Supernova remnants are clouds left behind after a massive star explodes in a supernova after running out of fuel. Designated HBH 3, this particular remnant, which has a diameter of approximately 150 light years, was first detected by radio telescopes in 1966.
In addition to being one of the largest known supernova remnants, HBH 3 is also one of the oldest. Scientists estimate its precursor star exploded sometime between 80,000 and one million years ago.
Extremely high-energy light in the form of gamma rays was detected coming from near HBH 3 in 2016 by NASA’s Fermi Gamma-Ray Telescope. Some scientists theorize that particles being emitted by the supernova remnant are exciting gas in nearby star-forming regions.
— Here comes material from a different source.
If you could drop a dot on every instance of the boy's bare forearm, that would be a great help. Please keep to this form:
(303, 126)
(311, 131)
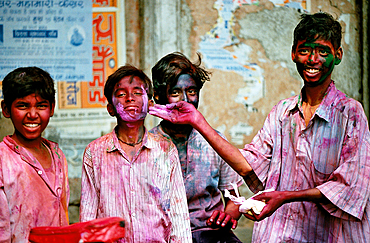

Supernova remnants emit both infrared and optical light. A white, cloud-like feature toward the left side of the Spitzer image is actually three separate star-forming regions, designated as W3, W4, and W5. Located 6,400 light years away, these regions extend far beyond what is seen in the image.
Red filaments seen in the center and top of the photo are made up of molecular gases, which were both produced and energized in the supernova explosion, causing them to radiate infrared light.
Infrared light is slightly less energetic than optical light. In this photo of HBH 3, infrared wavelengths of 3.6 microns are mapped to blue while those of 4.5 microns are mapped to red. The filaments radiate light solely at the 4.5-micron wavelength.
The white, star -forming region is a combination of both wavelengths.
To end their lives as supernovae, stars must have a minimum of eight to 15 solar masses.
As of August 25, Spitzer will mark 15 years of being in space.